Eleven-year-old Carl Hess was given a chance that many people never get: To have a dream fulfilled.

“His mom, his sister and I threw out all kinds of ideas,” said his stepdad, James Sullivan. “He went back and forth on so many things.”

His parents suggested a trip to Disneyland. “No, no, no,” Carl said. “Something amazing that I could not do in my entire life.”

The debate was settled one day after the Snohomish County boy saw a B-17 at Seattle’s Museum of Flight. “That’s what I want to be — a World War II pilot for a day,” he told his stepdad.

Carl wanted the experience to include training on how to survive a crash landing, how to build a fire, how to signal to be saved. And he wanted to imagine he was based at Pearl Harbor.

On Monday, Carl and his stepdad spent the day with the 62nd Airlift Wing at Joint Base Lewis-McChord. The training included experience in a simulator unit piloting a C-17 cargo aircraft, outdoor survival skills, parachute training and that signature dish of the military, Meals Ready to Eat.

On Friday, Carl and his family fly to Hawaii where he will get five more days of fighter pilot experiences. Most details are being kept secret until he arrives.

The granting of Carl’s wishes was coordinated through Make-A-Wish, the nonprofit that fulfills the wishes of children with life-threatening medical problems. Carl, a sixth-grader at Everett’s Heatherwood Middle School, was diagnosed with leukemia in January 2011.

He has been undergoing chemotherapy treatment for 18 months, a regimen scheduled to continue for the next two years.

As Carl and his stepdad were driven in a military van to the site south of Tacoma where the C-17 simulator is based, they passed a field where training is conducted.

“How many push-ups can you do?” asked Master Sgt. Charles Pfenning, who specializes in survival training.
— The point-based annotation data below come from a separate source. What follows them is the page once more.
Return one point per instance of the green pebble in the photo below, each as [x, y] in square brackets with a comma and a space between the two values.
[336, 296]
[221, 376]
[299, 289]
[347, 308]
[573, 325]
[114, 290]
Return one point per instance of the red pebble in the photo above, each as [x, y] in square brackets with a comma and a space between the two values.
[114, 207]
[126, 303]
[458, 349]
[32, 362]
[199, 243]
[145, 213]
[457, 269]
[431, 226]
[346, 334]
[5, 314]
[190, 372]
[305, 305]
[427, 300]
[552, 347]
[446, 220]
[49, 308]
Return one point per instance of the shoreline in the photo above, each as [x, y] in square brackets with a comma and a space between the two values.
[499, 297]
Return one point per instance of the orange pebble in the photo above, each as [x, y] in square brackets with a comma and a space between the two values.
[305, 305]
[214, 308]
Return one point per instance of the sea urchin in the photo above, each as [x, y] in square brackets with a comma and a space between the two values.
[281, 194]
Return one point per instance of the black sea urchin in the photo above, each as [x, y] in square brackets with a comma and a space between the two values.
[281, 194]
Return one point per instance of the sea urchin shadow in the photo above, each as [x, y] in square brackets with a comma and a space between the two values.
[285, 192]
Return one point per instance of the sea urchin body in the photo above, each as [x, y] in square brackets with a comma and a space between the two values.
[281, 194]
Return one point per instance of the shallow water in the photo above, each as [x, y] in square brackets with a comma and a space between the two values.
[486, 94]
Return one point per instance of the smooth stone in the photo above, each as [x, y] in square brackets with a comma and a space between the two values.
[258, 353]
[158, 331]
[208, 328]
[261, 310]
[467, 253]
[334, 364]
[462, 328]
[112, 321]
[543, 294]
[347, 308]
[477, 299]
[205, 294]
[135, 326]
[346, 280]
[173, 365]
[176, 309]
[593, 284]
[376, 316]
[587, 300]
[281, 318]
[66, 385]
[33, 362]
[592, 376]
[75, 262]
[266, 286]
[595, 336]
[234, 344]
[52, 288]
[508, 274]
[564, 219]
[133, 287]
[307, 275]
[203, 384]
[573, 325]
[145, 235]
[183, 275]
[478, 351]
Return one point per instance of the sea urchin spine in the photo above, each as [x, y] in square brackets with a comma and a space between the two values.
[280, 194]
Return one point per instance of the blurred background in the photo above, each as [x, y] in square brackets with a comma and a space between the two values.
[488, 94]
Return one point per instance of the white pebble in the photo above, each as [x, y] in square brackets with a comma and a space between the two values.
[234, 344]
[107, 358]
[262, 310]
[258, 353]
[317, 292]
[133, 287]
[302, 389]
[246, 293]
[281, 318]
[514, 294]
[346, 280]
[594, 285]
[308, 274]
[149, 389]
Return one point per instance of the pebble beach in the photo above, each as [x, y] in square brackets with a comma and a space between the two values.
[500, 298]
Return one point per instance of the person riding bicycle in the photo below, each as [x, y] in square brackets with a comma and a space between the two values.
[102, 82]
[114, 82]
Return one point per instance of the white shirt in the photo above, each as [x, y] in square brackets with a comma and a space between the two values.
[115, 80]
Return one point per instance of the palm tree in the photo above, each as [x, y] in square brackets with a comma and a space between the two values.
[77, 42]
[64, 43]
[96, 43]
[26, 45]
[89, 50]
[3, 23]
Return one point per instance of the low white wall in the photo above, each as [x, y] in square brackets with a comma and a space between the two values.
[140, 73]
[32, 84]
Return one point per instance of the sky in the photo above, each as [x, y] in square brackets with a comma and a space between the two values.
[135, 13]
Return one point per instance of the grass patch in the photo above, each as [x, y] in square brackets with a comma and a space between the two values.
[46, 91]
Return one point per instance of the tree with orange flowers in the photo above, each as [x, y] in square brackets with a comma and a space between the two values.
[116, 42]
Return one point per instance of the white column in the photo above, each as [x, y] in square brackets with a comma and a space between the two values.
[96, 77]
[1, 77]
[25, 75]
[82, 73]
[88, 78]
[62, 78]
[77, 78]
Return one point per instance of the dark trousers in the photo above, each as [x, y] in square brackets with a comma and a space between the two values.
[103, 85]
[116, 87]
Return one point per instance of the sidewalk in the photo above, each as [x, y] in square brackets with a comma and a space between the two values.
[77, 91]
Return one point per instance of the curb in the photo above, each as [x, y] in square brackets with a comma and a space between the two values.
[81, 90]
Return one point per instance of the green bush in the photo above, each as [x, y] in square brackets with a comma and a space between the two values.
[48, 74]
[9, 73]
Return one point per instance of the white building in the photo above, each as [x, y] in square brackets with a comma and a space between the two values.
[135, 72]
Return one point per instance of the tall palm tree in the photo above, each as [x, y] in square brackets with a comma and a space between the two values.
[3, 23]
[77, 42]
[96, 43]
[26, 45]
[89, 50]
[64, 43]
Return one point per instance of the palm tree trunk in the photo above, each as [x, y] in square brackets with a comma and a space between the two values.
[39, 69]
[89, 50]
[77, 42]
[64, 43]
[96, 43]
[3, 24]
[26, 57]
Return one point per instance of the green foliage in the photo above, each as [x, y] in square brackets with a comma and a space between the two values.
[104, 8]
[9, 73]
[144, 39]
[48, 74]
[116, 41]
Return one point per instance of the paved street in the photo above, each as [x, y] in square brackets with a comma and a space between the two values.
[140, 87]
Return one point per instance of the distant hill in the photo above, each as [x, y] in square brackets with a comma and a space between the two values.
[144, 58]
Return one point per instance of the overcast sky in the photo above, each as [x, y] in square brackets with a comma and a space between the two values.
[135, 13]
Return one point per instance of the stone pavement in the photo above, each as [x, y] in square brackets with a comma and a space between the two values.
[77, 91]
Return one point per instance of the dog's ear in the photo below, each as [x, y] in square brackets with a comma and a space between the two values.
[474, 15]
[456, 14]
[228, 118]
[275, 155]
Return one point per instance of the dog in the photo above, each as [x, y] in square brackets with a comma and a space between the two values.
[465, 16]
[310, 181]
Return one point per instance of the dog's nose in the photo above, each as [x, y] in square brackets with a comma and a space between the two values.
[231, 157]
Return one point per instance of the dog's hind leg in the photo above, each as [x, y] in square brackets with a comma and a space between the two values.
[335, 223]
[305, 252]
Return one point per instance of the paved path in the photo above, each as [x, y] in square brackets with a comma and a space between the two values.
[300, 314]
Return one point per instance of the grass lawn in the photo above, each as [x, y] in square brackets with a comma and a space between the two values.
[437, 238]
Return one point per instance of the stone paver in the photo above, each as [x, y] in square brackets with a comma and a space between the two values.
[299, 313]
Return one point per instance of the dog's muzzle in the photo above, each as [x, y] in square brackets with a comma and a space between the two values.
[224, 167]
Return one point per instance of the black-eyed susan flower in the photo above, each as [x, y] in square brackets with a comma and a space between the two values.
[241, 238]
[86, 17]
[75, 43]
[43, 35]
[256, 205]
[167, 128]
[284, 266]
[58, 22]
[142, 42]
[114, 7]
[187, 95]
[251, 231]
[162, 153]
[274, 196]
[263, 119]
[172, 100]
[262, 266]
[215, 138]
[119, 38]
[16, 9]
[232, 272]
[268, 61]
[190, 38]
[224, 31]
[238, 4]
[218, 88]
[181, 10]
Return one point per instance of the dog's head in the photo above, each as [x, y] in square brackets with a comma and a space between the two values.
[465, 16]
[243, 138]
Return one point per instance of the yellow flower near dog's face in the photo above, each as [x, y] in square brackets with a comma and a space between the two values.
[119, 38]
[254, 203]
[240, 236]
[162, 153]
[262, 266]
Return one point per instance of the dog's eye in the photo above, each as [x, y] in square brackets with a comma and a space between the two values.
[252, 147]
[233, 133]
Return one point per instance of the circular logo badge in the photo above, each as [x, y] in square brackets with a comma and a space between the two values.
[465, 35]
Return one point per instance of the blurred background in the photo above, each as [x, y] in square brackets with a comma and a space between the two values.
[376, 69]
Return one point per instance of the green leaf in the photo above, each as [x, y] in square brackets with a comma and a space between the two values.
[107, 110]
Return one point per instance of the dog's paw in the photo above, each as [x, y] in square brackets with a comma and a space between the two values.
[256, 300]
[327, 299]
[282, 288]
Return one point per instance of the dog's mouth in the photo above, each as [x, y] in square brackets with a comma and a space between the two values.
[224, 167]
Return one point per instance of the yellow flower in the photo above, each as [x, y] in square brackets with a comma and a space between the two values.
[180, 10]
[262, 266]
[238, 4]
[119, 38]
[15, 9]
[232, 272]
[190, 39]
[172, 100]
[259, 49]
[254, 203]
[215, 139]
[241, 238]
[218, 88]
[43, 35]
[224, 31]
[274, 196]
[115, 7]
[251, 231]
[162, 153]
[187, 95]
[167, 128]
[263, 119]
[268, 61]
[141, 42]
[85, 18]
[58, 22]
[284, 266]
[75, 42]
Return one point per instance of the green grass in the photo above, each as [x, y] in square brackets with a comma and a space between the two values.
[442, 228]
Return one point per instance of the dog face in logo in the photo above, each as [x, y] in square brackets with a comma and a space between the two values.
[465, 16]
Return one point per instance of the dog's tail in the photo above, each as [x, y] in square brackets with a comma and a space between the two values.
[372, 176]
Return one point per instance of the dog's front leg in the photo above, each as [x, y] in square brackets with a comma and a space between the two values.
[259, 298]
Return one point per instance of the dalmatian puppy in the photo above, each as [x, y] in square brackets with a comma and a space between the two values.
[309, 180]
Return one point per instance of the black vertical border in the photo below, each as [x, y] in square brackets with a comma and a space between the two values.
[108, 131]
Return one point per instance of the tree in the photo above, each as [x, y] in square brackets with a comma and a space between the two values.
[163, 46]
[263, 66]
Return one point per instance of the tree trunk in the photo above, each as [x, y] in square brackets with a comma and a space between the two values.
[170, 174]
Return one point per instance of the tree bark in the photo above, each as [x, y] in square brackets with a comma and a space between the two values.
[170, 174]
Some survival skills haven’t changed much since World War II, Pfenning said.

Carl and his stepdad climbed a flight of stairs about two stories high to enter the white, dome-shaped simulator. The

$20 million machine is one of four on the base, said Lou Matz, site manager.

The machines can simulate nearly any circumstance pilots might encounter, from in-flight refueling to emergencies such as a fire in the cabin or an engine failure.

Pilots can even fly simulated sorties with people using simulators at other bases, Matz said.

Carl spent more than an hour in the simulator. About eight minutes into the flight, the machine began gently pitching. As he gained more confidence, it bobbed more steeply up and down and side to side.

When the door opened Carl walked down the stairs grinning as only a happy kid can. “Whoa!” he said.

The session included guiding the plane between two big mountains, a touch-and-go landing and being re-fueled by a tanker.

His favorite part of all: “I made it go upside down — with their permission — but I pulled it off,” he said. I didn’t crash.”